Massive reward drop after resuming training

Hi guys,

It seems that pausing/resuming is not working well for me.

I interrupted my training after 46h. When resuming it (with no change at all in the code or configuration, just pause and resume), something is clearly different in my agent’s behavior. You can see the massive drop in cumulative reward in the following pic (blue lines after resuming).

It’s weird because it doesn’t start from scratch either (like if I used the --force flag, which works well by the way). It’s like if the training went back in time, getting levels of reward seen after 2-3 hours of training. Then, after only 4-5 hours of re-training gets back to levels of reward only achieved in the original training after 20 or 22 hours.

What am I doing wrong?. The command I use to resume is:

mlagents-learn.exe configuration.yaml --run-id=STAND_STILL_SPRING1 --resume

Is it enough with that, just adding the --resume flag? Anything else I should have in mind?

Thanks a lot in advance

PS: Analyzing console output, seems it properly loads the model and resumes training from the correct step number (see below), but still model fails to resume where it was paused:

2020-09-08 20:22:34 INFO [tf_policy.py:218] Loading model from results\STAND_STILL_SPRING1\WalkerDynamic.
2020-09-08 20:22:34 INFO [tf_policy.py:246] Resuming training from step 43697698.

PS2: My training settings:

behaviors:
WalkerDynamic:
trainer_type: ppo
hyperparameters:
batch_size: 2048
buffer_size: 20480
learning_rate: 0.0003
beta: 0.005
epsilon: 0.2
lambd: 0.95
num_epoch: 3
learning_rate_schedule: linear
network_settings:
normalize: true
hidden_units: 512
num_layers: 3
vis_encode_type: simple
reward_signals:
extrinsic:
gamma: 0.995
strength: 1.0
keep_checkpoints: 5
max_steps: 90000000
time_horizon: 1000
summary_freq: 30000
threaded: true

Hi @graphicDNA ,
Coincidentally, there was a github issue posted about this.

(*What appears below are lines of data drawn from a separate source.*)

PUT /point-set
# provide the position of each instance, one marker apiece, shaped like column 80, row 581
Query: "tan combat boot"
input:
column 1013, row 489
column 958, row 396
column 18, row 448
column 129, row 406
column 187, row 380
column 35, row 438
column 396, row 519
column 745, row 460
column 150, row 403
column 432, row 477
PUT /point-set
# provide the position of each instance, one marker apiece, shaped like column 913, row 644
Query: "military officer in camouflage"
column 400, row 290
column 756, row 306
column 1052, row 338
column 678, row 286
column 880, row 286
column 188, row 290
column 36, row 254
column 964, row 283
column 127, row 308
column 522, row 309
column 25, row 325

One of my colleagues is looking into this now.

1 Like

Thank you for raising this. This is an issue that bubbled up on the ML-Agents repo this morning Performance drop when resuming training · Issue #4459 · Unity-Technologies/ml-agents · GitHub. We are aware of this bug and will have a fix out shortly.

1 Like

Thanks a lot guys, will look forward for that fix.

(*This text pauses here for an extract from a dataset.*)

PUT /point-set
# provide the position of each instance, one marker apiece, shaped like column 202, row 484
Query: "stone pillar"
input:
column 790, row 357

The behavior I see in the agent is like if the model was partially correct, but for some reason some of the output values received in OnActionReceived(float[ ] continuousActions) were wrong.

I can see that because I’m training a NN to control a chatacter’s joints, and after resuming, some of the joints seem to behave correctly, while others don’t.

Maybe some of the values in that array are coming in a different order than in the previous training?

I mean, correct values but wrong order. Something like that would definitely be compatible with the weird behavior I’m experiencing.

Thanks a lot.

Update: Seems to have been fixed on master here #4463.

1 Like